In this part, we study PCA from the latent variable perspective. 

Suppose the observed features $\vec{X} \in \mathbb{R}^m$ orginates from latent features $\vec{L} \in \mathbb{R}^{\ell}$, where $\ell \leq m$. Running PCA on many samples of $\vec{X}$ will recover the latent features.

Specifically in this example, we assume the latent variable is uniformly sampled from an ellipse. Specifically, let $$\vec{L'} = [2sin(\theta), cos(\theta))]^T \in \mathbb{R}^2$$ where $\theta$ is sampled from the uniform distribution $U(0, 2\pi)$. We then rotate $\vec{L'}$ with a random rotation matrix to obtain $\vec{L}$ .

Observed $\vec{X}$ follows a linear transformation of $\vec{L}$ plus some iid noise: $$\vec{X} = W\vec{L} + \vec{N}$$ where the noise $\vec{N} \sim \mathcal{N}(\vec{0}, \sigma^2 I)$.

We observe $n=1000$ data points of $\vec{X}$. Let's generate the data first.

In [17]:
def generate_l(N):
    theta = np.random.uniform(low=0.0, high=2*np.pi, size=N)
    L = np.vstack((2*np.sin(theta), np.cos(theta))).transpose()
    return L@orth_basis(2,2)
def generate_X(L, dim_m, sigma_n = 0.5):
    N, dim_l  = L.shape
    noise = np.random.normal(0, sigma_n, (N, dim_m))
    #W = np.random.rand(dim_l, dim_m)
    W = orth_basis(dim_m, dim_l)
    X = L@np.transpose(W) + noise
    return X, X@W

Then let's fit a PCA model on $X$ and project it on the first $\ell=2$ coordinates.

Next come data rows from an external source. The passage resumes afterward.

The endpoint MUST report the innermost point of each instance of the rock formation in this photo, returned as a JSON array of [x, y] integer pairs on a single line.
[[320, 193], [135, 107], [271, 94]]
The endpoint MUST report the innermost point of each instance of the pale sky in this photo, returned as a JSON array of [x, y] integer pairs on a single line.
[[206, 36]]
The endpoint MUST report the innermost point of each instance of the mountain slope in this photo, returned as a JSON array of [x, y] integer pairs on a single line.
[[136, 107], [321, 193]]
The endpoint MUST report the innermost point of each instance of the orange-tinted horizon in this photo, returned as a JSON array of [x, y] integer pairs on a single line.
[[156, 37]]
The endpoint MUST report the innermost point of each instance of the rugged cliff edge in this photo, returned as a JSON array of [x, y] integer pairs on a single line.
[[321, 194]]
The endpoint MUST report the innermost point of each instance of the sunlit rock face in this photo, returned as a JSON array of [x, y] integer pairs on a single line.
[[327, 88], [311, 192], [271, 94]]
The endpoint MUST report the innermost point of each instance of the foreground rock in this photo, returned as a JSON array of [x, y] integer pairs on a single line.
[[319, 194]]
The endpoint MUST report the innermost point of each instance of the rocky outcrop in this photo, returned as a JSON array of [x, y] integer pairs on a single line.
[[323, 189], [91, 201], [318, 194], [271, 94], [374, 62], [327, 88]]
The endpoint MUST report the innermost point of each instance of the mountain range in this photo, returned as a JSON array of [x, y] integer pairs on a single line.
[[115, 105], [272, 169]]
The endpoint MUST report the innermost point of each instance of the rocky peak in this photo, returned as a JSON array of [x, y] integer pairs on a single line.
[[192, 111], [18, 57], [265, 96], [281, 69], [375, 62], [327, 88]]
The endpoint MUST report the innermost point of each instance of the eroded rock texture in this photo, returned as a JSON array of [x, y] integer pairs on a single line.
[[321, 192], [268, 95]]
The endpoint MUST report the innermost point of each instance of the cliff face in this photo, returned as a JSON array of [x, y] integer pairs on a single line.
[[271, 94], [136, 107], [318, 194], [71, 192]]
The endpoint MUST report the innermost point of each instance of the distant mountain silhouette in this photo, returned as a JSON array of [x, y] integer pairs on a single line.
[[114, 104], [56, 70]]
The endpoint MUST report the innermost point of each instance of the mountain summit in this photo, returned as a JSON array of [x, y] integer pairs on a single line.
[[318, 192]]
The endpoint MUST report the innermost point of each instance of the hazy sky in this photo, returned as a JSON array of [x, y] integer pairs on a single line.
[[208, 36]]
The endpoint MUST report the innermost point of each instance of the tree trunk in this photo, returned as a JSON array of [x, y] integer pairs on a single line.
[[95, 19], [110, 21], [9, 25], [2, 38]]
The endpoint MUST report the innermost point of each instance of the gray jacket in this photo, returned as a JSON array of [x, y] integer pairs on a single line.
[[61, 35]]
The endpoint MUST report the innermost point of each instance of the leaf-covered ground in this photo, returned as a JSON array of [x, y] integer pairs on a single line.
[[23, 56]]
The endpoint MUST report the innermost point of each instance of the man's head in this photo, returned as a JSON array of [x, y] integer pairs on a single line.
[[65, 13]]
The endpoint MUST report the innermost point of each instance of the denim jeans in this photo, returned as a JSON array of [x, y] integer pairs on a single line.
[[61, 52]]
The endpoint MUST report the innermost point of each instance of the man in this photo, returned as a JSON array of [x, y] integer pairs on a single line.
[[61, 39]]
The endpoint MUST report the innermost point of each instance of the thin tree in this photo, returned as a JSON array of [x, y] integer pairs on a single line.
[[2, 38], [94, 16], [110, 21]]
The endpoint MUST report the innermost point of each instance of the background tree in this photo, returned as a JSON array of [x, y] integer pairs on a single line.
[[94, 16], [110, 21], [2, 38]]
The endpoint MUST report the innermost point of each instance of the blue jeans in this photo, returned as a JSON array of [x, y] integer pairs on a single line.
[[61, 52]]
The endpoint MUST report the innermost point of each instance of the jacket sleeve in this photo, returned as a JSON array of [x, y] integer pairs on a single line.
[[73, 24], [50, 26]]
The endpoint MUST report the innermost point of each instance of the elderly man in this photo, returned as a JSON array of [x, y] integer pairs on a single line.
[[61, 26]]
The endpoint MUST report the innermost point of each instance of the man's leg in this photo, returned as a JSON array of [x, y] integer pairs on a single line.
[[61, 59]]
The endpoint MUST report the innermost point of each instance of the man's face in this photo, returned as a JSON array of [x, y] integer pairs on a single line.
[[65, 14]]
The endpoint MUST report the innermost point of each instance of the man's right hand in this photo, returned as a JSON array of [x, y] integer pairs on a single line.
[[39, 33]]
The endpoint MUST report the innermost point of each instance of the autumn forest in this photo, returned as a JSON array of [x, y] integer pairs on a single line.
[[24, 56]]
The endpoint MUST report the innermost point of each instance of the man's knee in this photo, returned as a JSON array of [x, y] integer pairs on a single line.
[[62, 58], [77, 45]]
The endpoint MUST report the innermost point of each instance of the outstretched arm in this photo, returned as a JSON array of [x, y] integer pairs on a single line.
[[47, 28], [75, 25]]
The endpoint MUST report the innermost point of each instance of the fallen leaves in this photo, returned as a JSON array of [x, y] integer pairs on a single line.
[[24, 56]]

Note we fix $l=2$ for the convenience of visualization.

In [18]:
def gen_data_and_fit_PCA(dim_m, sigma_n, normalize=True):
    ## generate data
    dim_l = 2
    N = 1000

    L = generate_l(N)
    X, X_hat = generate_X(L, dim_m, sigma_n)
    ## fit PCA
    pca = PCA(n_components=dim_l)
    pca.fit(X)
    L_hat = pca.fit_transform(X)
    L_rand = random_project_data(X, dim_l)
    if normalize:
        L = normalize_l(L)
        L_hat = normalize_l(L_hat)
        L_rand = normalize_l(L_rand)
        X_hat = normalize_l(X_hat)
    return L, L_hat, L_rand, X_hat
def orth_basis(dim, dim_l):
    ## This function creates orthogonal basis from random projection
    random_state = np.random
    H = np.eye(dim)
    D = np.ones((dim,))
    for n in range(1, dim):
        x = random_state.normal(size=(dim-n+1,))
        D[n-1] = np.sign(x[0])
        x[0] -= D[n-1]*np.sqrt((x*x).sum())
        # Householder transformation
        Hx = (np.eye(dim-n+1) - 2.*np.outer(x, x)/(x*x).sum())
        mat = np.eye(dim)
        mat[n-1:, n-1:] = Hx
        H = np.dot(H, mat)
        # Fix the last sign such that the determinant is 1
    D[-1] = (-1)**(1-(dim % 2))*D.prod()
    # Equivalent to np.dot(np.diag(D), H) but faster, apparently
    H = (D*H.T).T
    return H[:, :dim_l]
def random_project_data(X, dim_l):
    dim_m = X.shape[1]
    W = orth_basis(dim_m, dim_l)
    #W = np.random.rand(dim_m, dim_l)
    return X@W

Let's visualize the ground-truth latent variable $L$ and recovered $\hat{L}$. Note we need to normalize them first to eliminate scaling issues.

In [19]:
def normalize_l(L):
    return L/np.linalg.norm(L, ord = 2,axis=0, keepdims=True)
def plot_latent(L, L_hat, L_rand, X_hat):
    fig, (ax1, ax2, ax3, ax4) = plt.subplots(1, 4)
    fig.set_size_inches(26.5, 6.5)
    fig.suptitle('Latent Variable: Clean Ground-Truth (1st) vs Noisy Ground-Truth (2nd) vs PCA Recovered (3rd) vs Random Projection (4th)', fontsize=25)
    ax1.plot(L[:, 0], L[:,1], ".")
    ax2.plot(X_hat[:, 0], X_hat[:,1], ".")
    ax3.plot(L_hat[:, 0], L_hat[:,1], ".")
    ax4.plot(L_rand[:, 0], L_rand[:,1], ".")
def generate_dim_m_widget():
    return widgets.IntSlider(
        value=50,
        min=5, 
        max=100, 
        step=5,
        description='dim_m',
        continuous_update= False)
def generate_sigma_n_widget():
    return widgets.FloatSlider(
        value=0.3,
        min=0.01, 
        max=1, 
        step=0.01,
        description='noise level',
        continuous_update= False)
def visualize(dim_m, sigma_n):
    L, L_hat, L_rand, X_hat = gen_data_and_fit_PCA(dim_m, sigma_n)
    plot_latent(L, L_hat, L_rand, X_hat)

In [20]:
interactive_plot = interactive(visualize,
                               dim_m=generate_dim_m_widget(),
                               sigma_n=generate_sigma_n_widget()  
                              )
interactive_plot

interactive(children=(IntSlider(value=50, continuous_update=False, description='dim_m', min=5, step=5), FloatS…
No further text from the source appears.